I'm an Emergency department nurse, was a medic for many years prior to that, and am going to UofM for my Bachelors in nursing.  I love the fur world, used to prance around on the furrymuck years ago when that was up and running. I have a lot of interests which include brewing beer and mead, riding motorcycles, painting, drawing, writing, taking care of my Labradane, building stuff (usually out of scrap   wood) prepping for Halloween (in August!) reading, martial arts (specifically Shidokan karate), traveling, working in the garden, landscaping and just recently, like I said, started building my fursuit.  The head is done, sans fur, and I'm already starting my next one!  I'll be posting photos soon.

Anyhow, I'd be interested in hearing your opinions about the age issue.  I promise, I'm not a dick.


----------



## arctobear (Aug 13, 2012)

It's not all young people in the fandom.  I talk to people on another board who are about your age.  I think you'd probably fit in very well.  You should go for it and see how you like it.


----------



## Caedman (Aug 13, 2012)

Thanks for the reply.  I appreciate your comment. Plus, I'll be in a fursuit, so who's going to know?


----------



## Hunter (Aug 13, 2012)

Sorry about my earlier post , i lost track of the lines i already read . (dang dyslexia)
anyway so far some very sound advice has been posted and worth lessening to.

note . your not much older than i


----------



## sunshyne (Aug 13, 2012)

Oh you're gonna be in a suit? Pfft, go for it. Like you said, nobody's gonna know anyways. Besides, age is really relative. As long as you are friendly and slightly interesting, you'll find friends here with common interests. One of my best friends in the fandom just turned 43. And there's at least one other guy I know from furmeets who is in his 40's. It's about how you carry yourself; just don't be a creeper and you're set (which I think is good advice for any age)


----------



## Onnes (Aug 13, 2012)

It would be a shame if the fandom was limited solely to the young. After all, none of us are free from the passage of time.


----------



## RitsukaAo (Aug 13, 2012)

I don't think it's really possible to be too old for the furry fandom. It would be disappointing to reach 40 and have to pack up the suits, old badges, and whatnot. As long as you are friendly and your personality isn't too abrasive, you can go as long as you like.


----------



## Caedman (Aug 13, 2012)

Awesome!  I suppose the immaturity may work to my advantage. I've been working out how to act while in the suit. I don't want to do what everyone else has done, though I love Ari and Flux, and even skrat. It takes a certain personality to pull off fur suiting. The biggest part of course is having fun. An equally important large part is to make sure others have fun as well.   
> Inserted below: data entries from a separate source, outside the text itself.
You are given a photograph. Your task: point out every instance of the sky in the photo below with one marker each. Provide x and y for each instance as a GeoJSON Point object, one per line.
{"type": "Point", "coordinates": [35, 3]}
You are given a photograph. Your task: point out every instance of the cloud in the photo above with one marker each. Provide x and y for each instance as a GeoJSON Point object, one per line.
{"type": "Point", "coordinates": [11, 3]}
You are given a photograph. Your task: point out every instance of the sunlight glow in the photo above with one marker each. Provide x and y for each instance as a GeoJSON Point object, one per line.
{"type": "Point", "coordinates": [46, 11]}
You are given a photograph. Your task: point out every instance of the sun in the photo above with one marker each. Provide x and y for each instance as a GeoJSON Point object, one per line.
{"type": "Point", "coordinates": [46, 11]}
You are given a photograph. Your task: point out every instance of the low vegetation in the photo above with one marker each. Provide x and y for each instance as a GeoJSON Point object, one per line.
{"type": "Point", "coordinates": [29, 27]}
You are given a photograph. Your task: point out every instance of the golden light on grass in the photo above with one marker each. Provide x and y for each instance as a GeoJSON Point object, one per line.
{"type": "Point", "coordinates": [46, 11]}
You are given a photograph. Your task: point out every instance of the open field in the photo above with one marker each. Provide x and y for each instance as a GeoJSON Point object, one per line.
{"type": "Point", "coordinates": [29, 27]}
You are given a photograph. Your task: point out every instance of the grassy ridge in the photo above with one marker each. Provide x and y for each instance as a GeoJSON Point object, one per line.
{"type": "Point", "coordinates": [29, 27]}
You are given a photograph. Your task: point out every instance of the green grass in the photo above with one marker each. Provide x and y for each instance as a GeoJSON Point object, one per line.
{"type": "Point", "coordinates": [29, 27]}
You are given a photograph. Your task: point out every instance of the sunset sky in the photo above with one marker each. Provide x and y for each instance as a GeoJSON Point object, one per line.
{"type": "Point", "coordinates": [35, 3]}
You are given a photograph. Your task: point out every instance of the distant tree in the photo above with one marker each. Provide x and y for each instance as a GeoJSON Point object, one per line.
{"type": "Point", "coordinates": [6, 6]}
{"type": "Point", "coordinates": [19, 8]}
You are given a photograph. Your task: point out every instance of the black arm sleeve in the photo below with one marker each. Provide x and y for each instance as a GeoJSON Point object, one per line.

Ive been doing research into how my chosen animal acts in the wild. I plan to over exaggerate it, really ham it up without being too obnoxious, and make it as toonalistic as possible. 

Pictures to come!  I wish I could upload from my iPhone.


----------



## RitsukaAo (Aug 13, 2012)

I think I recall a few fursuiters that are actually in their 30s but their fursonas are like child age. You don't have to compensate for your actual age and make your fursona younger, you can do whatever you like in that regard. You just gotta make sure you know your limits and act the part. This applies for anyone of any age.


----------



## Batty Krueger (Aug 13, 2012)

I'm a suiter and I'm 29.  I see people of all ages suiting and or attending cons, not just younger people.  Like they said above you'll be fine.


----------



## Ozriel (Aug 13, 2012)

I know people who are older and I say there is no such thing in the fandom. However, be prepared for younger members thinking you are creepy because of your age.


----------



## Batty Krueger (Aug 13, 2012)

Well those younger members can go fuck right off.  We're not creepers, we're experienced.


----------



## Butters Shikkon (Aug 13, 2012)

Ozriel said:


> I know people who are older and I say there is no such thing in the fandom. However, be prepared for younger members thinking you are creepy because of your age.



That begs the question of why though...(and it's true sadly). I think maybe its because society expects the older generations to be reserved and stotic. On the age thread 18 yr olds are the highest number i believe. Prehaps the fandom has peaked in recent years or it loses its charm for most. This intrigues me.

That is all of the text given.